Mixed Methods Research Design - how Not to do it!
Based on Qualitative Researcher Dr Kriukow's video on YouTube. If you like this content, support the original creators by watching, liking and subscribing to their content.
Mixed methods requires a planned relationship between qualitative and quantitative components, not just the presence of both.
Briefing
Mixed methods research only counts as “mixed” when qualitative and quantitative components are deliberately connected—running them side by side or simply adding both kinds of data does not automatically create a mixed methods design. The core mistake highlighted is treating qualitative interviews and quantitative surveys as independent add-ons, rather than as parts of a single design where one component informs the other.
To make the distinction concrete, the discussion uses an example study about jaywalking: people repeatedly cross illegally at a specific spot despite the presence of a crosswalk, creating traffic problems and potential injuries. The research team wants to understand why people choose that crossing point. Mixed methods enters the picture as a way to combine measurement (how often, where, what patterns) with meaning (why people do it, what they believe, whether they’re in a rush, and where they’re going).

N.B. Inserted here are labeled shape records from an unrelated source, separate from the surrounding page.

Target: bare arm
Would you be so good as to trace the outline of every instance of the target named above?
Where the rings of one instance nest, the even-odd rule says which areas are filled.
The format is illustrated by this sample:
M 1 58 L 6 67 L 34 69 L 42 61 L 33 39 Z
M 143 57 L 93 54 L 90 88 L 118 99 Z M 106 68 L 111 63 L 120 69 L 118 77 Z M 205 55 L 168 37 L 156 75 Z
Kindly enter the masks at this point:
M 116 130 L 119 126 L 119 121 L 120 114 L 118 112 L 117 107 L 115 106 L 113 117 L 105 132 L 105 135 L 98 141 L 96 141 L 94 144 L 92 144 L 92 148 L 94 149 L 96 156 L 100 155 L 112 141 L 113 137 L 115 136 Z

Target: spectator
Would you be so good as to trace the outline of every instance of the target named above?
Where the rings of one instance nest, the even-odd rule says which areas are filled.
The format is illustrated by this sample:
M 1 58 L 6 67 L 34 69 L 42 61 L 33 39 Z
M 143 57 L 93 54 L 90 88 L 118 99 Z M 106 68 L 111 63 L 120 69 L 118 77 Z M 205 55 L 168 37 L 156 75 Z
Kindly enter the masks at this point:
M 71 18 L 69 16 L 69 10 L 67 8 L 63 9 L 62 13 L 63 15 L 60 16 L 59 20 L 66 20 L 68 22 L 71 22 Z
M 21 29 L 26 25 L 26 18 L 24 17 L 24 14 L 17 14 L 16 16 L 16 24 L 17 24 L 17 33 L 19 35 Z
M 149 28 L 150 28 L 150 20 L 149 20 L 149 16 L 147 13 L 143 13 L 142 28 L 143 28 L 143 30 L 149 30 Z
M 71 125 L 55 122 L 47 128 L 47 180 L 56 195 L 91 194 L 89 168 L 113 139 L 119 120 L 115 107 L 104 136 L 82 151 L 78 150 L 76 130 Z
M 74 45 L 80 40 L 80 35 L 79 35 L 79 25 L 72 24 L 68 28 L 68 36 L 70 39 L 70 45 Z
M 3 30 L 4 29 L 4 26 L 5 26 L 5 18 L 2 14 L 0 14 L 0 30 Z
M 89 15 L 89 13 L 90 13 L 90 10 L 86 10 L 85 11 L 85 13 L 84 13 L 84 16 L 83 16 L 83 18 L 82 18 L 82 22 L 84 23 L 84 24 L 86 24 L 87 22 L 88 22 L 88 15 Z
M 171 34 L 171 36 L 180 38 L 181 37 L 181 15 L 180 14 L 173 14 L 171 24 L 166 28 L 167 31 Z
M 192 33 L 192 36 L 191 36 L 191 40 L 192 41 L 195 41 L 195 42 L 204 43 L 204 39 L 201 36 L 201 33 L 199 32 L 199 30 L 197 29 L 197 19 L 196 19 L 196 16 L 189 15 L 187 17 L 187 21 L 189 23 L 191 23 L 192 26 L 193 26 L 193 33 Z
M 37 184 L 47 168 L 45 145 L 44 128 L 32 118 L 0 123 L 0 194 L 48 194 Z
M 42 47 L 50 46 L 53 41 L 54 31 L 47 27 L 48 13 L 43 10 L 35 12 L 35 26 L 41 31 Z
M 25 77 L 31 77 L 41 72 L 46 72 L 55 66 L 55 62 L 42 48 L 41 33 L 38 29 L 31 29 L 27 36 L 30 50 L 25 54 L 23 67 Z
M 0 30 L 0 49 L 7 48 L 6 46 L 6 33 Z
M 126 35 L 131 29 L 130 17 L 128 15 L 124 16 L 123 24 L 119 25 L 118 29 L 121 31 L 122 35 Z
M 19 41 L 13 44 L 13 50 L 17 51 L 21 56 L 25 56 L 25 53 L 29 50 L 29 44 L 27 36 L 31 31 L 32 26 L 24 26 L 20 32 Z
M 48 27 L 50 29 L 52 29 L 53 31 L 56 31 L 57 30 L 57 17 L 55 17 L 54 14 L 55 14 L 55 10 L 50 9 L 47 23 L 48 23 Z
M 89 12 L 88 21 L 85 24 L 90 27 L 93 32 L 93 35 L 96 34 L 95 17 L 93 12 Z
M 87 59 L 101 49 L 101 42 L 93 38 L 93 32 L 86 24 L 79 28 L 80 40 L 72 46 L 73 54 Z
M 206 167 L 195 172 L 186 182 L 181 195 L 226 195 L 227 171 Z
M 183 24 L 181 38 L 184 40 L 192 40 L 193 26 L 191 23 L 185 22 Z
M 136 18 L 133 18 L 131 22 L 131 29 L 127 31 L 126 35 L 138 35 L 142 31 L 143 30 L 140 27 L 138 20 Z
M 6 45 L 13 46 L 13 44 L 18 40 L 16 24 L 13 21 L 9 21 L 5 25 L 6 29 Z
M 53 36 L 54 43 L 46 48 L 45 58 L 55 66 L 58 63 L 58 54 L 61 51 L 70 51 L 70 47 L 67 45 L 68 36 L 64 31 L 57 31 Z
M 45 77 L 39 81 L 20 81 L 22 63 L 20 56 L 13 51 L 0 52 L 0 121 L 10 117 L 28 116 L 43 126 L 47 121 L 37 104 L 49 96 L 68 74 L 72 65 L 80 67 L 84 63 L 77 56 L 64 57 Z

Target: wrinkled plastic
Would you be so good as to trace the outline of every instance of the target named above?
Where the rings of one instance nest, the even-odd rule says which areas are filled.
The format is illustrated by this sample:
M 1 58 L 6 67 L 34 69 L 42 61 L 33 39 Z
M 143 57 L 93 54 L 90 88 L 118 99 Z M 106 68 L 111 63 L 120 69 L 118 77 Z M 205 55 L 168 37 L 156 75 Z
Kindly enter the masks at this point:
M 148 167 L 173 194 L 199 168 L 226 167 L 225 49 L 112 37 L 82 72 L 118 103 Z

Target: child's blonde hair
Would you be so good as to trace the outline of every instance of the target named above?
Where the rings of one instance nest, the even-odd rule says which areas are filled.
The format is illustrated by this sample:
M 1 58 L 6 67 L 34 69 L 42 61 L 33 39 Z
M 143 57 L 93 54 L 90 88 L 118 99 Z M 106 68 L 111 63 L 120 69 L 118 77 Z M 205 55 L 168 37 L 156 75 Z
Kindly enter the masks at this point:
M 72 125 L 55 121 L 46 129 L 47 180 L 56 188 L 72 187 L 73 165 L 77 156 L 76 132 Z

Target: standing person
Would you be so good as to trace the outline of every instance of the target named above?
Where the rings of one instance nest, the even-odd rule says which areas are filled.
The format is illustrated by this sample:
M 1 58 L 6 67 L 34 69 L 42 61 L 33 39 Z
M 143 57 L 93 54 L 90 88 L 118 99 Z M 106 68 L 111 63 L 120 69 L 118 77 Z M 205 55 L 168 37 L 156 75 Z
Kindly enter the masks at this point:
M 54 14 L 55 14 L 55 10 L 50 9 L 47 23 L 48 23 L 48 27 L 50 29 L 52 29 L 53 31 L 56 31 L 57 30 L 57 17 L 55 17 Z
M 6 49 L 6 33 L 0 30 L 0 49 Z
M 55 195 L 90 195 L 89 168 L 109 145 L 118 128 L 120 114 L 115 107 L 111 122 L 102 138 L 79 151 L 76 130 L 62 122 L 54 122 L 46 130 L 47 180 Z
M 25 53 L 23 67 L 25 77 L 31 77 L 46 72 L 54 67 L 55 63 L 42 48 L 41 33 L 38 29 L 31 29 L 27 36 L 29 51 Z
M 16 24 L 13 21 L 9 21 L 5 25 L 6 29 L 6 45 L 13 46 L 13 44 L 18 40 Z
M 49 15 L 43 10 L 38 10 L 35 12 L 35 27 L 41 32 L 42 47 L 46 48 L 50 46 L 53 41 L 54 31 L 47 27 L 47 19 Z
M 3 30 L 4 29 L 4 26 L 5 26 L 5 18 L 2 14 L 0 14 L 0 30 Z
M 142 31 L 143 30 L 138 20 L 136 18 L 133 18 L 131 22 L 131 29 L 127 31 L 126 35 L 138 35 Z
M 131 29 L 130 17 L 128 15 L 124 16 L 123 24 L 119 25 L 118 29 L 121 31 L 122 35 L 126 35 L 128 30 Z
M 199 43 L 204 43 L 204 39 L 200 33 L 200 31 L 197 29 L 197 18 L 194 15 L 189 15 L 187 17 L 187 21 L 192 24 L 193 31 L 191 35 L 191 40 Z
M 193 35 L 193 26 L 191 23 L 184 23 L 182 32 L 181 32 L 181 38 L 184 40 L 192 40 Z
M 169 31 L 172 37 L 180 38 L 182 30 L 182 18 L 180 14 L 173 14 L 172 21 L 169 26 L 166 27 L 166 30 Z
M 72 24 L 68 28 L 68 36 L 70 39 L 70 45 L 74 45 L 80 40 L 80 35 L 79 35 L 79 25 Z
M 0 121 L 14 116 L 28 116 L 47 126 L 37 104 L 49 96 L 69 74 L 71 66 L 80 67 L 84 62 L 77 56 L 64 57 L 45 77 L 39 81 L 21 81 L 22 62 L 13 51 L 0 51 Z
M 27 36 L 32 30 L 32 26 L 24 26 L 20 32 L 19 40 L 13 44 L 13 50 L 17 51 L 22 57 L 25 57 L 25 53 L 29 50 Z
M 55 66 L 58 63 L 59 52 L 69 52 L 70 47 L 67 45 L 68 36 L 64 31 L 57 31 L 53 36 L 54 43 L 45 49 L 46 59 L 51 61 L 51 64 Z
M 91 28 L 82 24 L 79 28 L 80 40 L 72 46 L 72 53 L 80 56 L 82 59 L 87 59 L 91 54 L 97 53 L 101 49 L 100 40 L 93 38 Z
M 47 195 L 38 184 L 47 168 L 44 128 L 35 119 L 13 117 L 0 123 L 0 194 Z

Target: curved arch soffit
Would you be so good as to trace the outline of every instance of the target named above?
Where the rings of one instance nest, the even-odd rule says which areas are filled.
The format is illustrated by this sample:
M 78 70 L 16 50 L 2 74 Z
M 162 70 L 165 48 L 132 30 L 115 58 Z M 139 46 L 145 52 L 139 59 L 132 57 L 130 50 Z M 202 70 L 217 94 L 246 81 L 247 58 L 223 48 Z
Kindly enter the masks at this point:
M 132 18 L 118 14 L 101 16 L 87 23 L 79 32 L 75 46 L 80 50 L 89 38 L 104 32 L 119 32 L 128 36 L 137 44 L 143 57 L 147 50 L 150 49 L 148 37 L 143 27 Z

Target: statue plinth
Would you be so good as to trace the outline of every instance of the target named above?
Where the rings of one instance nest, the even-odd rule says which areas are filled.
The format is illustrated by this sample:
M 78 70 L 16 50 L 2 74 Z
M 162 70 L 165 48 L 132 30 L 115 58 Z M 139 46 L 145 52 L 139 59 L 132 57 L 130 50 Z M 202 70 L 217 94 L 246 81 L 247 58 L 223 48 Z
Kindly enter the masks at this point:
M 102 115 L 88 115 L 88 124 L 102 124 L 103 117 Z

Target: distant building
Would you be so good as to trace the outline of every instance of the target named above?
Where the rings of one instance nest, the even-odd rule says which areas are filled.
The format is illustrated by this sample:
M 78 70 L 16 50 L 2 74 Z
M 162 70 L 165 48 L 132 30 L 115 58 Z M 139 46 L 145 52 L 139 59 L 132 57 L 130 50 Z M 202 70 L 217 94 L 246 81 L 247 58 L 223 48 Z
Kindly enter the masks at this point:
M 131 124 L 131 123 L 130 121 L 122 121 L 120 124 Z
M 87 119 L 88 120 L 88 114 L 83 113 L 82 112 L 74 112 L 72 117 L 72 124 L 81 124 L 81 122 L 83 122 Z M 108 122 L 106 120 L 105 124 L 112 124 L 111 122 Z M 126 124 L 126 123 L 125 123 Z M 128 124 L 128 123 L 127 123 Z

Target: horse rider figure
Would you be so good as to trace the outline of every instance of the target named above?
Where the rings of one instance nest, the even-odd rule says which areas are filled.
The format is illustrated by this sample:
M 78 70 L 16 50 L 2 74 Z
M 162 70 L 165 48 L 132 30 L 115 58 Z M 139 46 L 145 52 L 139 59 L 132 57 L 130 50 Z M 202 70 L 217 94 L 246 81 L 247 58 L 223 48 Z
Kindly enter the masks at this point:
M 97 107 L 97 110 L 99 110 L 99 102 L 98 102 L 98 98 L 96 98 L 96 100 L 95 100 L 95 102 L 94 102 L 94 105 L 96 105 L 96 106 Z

One common structure is a concurrent or convergent design. Here, qualitative and quantitative data are collected at the same time and often independently—for instance, administering a survey while also conducting interviews or observations. The key requirement is that the two streams must later be brought together in a coherent integration step during analysis (the transcript points to separate material for how that integration works). Without that planned linkage, the study risks becoming two parallel studies rather than a single mixed methods design.
A second structure is a sequential design, where one component follows the other. The crucial nuance is that the second phase should build on the first, not merely occur after it. In an exploratory sequential design, qualitative work comes first to uncover participants’ perspectives and generate ideas that can be turned into survey items. This is especially useful when the phenomenon is under-researched or when researchers don’t yet know what questions should exist for the quantitative instrument. After interviews reveal themes—such as motivations, timing pressures, or destination patterns—researchers use those insights to develop the quantitative survey (e.g., Likert-scale items like agree/strongly agree/disagree).
The reverse pattern is an explanatory sequential design. Quantitative results come first, and then qualitative follow-up is used to interpret or clarify puzzling findings. If many respondents strongly agree with a statement, or if an open-ended response introduces confusion, interviews can probe the reasons behind the numbers. In this setup, survey outcomes shape the interview guide.
The central warning ties these structures together: mixed methods is not just about using both qualitative and quantitative methods. It is about the relationship between them—an overlap where one component informs the other. External pressure can lead researchers to collect both types of data without a clear rationale for why both are needed together. Triangulation alone may be acceptable, but it does not automatically satisfy the defining logic of mixed methods design.
Cornell Notes
Mixed methods research counts only when qualitative and quantitative components are intentionally linked. Collecting interviews and surveys at the same time (concurrent/convergent) is not enough unless the data are integrated in analysis. Sequential designs make the linkage explicit: exploratory sequential starts with qualitative work to generate survey items, while explanatory sequential starts with survey results and then uses interviews to explain or clarify them. The key error to avoid is running methods as independent add-ons—without a clear overlap showing how one phase informs the other.
What makes a study “mixed methods” rather than just “qualitative plus quantitative”?
How does a concurrent (convergent) mixed methods design work in practice?
Why is exploratory sequential design especially useful when researchers don’t know what to ask on a survey?
What is the logic of explanatory sequential design?
What mistake undermines mixed methods designs most often?
Review Questions
- In what ways do concurrent and sequential mixed methods differ in how they connect qualitative and quantitative components?
- Give an example of how qualitative findings could be converted into quantitative survey items in an exploratory sequential design.
- What kinds of quantitative results would typically trigger qualitative follow-up in an explanatory sequential design?
Key Points
- 1
Mixed methods requires a planned relationship between qualitative and quantitative components, not just the presence of both.
- 2
Concurrent/convergent designs collect both types of data at the same time, but integration during analysis is what makes them truly mixed.
- 3
Sequential designs must be more than “one after the other”—the later phase should build on the earlier phase.
- 4
Exploratory sequential design uses qualitative findings first to develop quantitative measures when researchers don’t yet know what to ask.
- 5
Explanatory sequential design uses quantitative results first, then qualitative follow-up to explain patterns or clarify confusing responses.
- 6
A common failure mode is collecting both methods due to external pressure without a clear overlap or rationale for combining them.
- 7
Triangulation can be useful, but it does not automatically satisfy the logic of mixed methods design.